Il y a un an la ministre de la Justice Christiane Taubira présentait son projet de réforme en Conseil des ministres. La loi a été adoptée le 17 juillet et a été promulguée un mois plus tard. Elle entre en vigueur le 1er octobre 2014.

Cette loi est une mesure phare de la réforme « la contrainte pénale », c’est la nouvelle peine de probation. Pour les délits passibles d’une condamnation d’emprisonnement inférieur ou égal à 5 ans, une condamnation sans prison a été mise en place. Toutefois, cette peine sera suivie d’une obligation, d’interdiction, d’injonction thérapeutique ou même des travaux d’intérêt général.

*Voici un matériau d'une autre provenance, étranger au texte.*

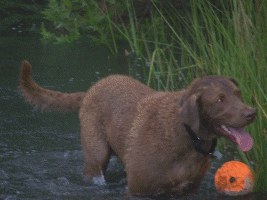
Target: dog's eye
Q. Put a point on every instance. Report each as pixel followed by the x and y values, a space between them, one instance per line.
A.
pixel 220 99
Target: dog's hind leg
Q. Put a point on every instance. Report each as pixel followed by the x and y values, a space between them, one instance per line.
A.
pixel 96 150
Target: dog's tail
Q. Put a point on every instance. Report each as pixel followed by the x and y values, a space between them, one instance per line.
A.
pixel 46 99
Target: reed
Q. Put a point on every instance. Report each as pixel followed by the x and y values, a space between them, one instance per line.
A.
pixel 230 41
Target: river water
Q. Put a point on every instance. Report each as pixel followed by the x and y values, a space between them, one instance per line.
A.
pixel 40 152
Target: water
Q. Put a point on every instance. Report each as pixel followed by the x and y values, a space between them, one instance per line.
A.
pixel 40 153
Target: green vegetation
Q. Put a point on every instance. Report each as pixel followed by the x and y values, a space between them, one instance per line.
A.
pixel 228 39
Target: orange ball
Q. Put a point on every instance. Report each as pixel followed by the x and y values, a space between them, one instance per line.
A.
pixel 234 178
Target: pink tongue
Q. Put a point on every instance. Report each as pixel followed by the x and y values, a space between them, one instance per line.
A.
pixel 242 138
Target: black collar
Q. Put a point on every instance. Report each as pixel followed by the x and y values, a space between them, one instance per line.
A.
pixel 197 143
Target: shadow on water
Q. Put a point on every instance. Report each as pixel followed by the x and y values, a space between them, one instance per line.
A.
pixel 40 153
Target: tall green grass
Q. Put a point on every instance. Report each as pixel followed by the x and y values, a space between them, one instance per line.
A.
pixel 225 41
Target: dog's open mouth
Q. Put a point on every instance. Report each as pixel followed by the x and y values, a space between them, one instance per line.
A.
pixel 236 135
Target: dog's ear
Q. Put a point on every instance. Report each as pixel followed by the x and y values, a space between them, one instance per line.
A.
pixel 233 80
pixel 189 112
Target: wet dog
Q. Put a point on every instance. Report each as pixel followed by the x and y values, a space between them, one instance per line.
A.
pixel 163 138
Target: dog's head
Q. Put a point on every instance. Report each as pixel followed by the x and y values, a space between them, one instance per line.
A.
pixel 214 107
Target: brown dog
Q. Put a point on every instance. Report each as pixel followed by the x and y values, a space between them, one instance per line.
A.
pixel 163 138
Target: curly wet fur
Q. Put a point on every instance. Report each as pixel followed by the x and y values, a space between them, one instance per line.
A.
pixel 145 127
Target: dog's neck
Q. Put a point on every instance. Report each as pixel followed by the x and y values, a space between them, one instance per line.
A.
pixel 198 143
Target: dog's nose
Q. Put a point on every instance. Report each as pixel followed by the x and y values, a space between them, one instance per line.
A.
pixel 250 114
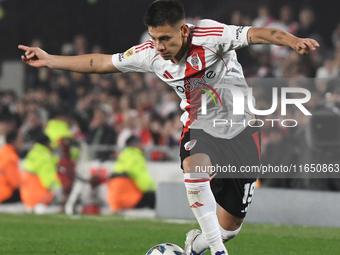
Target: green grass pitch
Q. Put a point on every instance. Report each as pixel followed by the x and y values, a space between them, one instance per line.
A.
pixel 106 235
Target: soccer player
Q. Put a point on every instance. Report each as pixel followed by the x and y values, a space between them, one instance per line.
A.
pixel 193 59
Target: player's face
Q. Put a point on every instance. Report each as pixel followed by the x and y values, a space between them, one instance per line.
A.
pixel 170 41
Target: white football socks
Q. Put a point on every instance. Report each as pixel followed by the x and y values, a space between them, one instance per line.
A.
pixel 200 244
pixel 203 205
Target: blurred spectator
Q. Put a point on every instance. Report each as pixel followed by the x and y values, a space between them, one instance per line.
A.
pixel 131 185
pixel 58 127
pixel 100 133
pixel 278 143
pixel 329 70
pixel 263 19
pixel 39 180
pixel 35 77
pixel 336 36
pixel 286 20
pixel 9 168
pixel 66 91
pixel 31 130
pixel 307 25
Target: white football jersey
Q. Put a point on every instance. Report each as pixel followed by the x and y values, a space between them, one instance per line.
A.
pixel 209 64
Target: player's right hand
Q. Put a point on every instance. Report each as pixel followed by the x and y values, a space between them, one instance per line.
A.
pixel 34 56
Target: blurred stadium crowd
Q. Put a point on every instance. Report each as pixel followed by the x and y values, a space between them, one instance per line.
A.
pixel 105 110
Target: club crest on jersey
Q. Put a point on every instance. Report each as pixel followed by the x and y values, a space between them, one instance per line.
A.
pixel 130 52
pixel 189 145
pixel 195 61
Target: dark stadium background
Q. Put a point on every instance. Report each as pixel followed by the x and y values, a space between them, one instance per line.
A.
pixel 117 25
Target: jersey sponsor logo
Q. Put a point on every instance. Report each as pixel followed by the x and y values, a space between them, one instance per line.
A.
pixel 130 52
pixel 208 31
pixel 238 32
pixel 195 61
pixel 147 45
pixel 193 192
pixel 167 75
pixel 189 145
pixel 220 253
pixel 210 75
pixel 121 57
pixel 196 205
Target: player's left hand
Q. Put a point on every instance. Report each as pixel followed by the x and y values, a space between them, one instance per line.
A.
pixel 304 45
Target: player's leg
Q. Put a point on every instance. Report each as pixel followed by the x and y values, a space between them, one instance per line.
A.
pixel 202 202
pixel 230 226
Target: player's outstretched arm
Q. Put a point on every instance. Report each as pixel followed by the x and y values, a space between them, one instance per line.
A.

Pourtant, la contrainte pénale inquiète les personnels policiers et judiciaires. Certains acteurs du monde judiciaire conteste même cette nouvelle réforme comme Céline Parisot, secrétaire nationale de l’USM, premier syndicat de la magistrature, atteste que c’est « précipité » « Il est inadapté de la mettre en œuvre actuellement », a estimé la magistrate au micro d’Europe1 ce mercredi. « Les services ne vont pas suivre. Donc au fur et à mesure, la qualité du travail va y perdre, notamment dans le suivi de certains condamnés », a-t-elle poursuivi.

Toutefois, la garde des Sceaux estime qu’entre 8.000 et 20.000 contraintes pénales pourraient être prononcées, sur 600.000 condamnations annuelles pour des délits.